Lepkoff, who came of age during the Depression, has suddenly become the “It girl” for a group of socially conscious photographers who roamed the country at a time when pinup girls still existed.
An international reawakening to the accomplishments of the Photo League, a group of young, idealistic photographers, has pushed Lepkoff into a spotlight she shares with a dwindling number of colleagues. Many legendary leaguers like Weegee, Berenice Abbott, Paul Strand, Lewis Hine, Helen Levitt, Lisette Model, Morris Engel and Walter Rosenblum have gone to their graves, leaving her to answer questions about their avant-garde group, slandered sometimes as a Communist front during the Red Scare.
Lepkoff is as busy as ever. A traveling exhibit, “The Radical Camera, New York’s Photo League (1936-1951),” which includes four of her vintage photographs, is drawing crowds at the Columbus Museum of Art in Ohio after its debut at The Jewish Museum in Manhattan.

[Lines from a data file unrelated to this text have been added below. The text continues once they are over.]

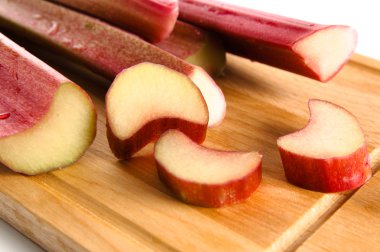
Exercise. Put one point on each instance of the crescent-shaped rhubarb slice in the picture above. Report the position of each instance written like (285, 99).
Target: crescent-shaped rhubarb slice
(48, 122)
(147, 99)
(329, 154)
(206, 177)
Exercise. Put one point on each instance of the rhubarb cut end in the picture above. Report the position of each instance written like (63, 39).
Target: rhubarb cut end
(58, 140)
(147, 92)
(331, 132)
(195, 158)
(212, 94)
(327, 50)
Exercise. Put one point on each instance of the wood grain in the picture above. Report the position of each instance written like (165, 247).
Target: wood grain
(101, 204)
(356, 225)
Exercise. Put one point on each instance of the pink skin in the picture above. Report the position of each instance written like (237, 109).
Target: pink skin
(257, 35)
(131, 15)
(101, 47)
(150, 132)
(205, 195)
(188, 48)
(188, 40)
(327, 175)
(79, 34)
(27, 88)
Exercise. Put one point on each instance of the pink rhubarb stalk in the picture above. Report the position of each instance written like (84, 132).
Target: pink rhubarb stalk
(196, 46)
(102, 47)
(313, 50)
(152, 19)
(27, 88)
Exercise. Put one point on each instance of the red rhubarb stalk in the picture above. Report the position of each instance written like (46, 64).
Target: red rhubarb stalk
(196, 46)
(152, 19)
(313, 50)
(102, 47)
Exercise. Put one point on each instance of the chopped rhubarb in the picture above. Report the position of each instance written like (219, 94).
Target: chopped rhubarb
(313, 50)
(50, 121)
(102, 47)
(196, 46)
(152, 19)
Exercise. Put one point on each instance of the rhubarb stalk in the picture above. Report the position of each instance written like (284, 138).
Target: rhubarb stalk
(102, 47)
(152, 19)
(313, 50)
(196, 46)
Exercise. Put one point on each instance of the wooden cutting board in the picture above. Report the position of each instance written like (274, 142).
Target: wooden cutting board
(102, 204)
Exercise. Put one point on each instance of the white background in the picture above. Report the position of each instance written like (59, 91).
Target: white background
(363, 15)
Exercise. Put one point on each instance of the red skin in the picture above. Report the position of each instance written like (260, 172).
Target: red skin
(150, 132)
(100, 46)
(27, 88)
(327, 175)
(131, 15)
(211, 195)
(257, 35)
(187, 40)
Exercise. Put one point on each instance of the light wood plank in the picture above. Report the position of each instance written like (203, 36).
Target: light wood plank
(102, 204)
(356, 225)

In a documentary about the league, showing this month in Los Angeles and Manhattan, Lepkoff and other members reminisce about their groundbreaking work and the chase for images, many of which are now iconic.
During a spring screening of “Ordinary Miracles: The Photo League’s New York,” Lepkoff gasped at stories in the movie about her demanding teacher Sid Grossman. “You’d stay forever at his classes,” she said. “I used to come home at 3 in the morning.”
Sitting next to her watching the film was Grossman’s widow, Miriam, who says in the film that FBI accusations about her husband’s Communist activities led to his early death.
Stores such as the one at New York’s Tenement Museum sell out of her pictorial portrait, “Life on the Lower East Side: Photographs by Rebecca Lepkoff, 1937 – 1950” (Princeton Architectural Press, 2010), prompting her to make regular subway trips to Orchard Street to sign a stack. “Forty books a month! That’s a wonderful sales thing,” she said. The museum shop currently has a waiting list. The book, first published in 2006, is being printed for the fifth time.
A third of the approximate 300 card-carrying members of the Photo League were women, active in a wide range of high-profile roles, said Catherine Evans, photography curator of the Columbus museum and co-curator of “Radical Camera.” “It was gender-neutral at a time when women were not particularly visible outside the home,” she said.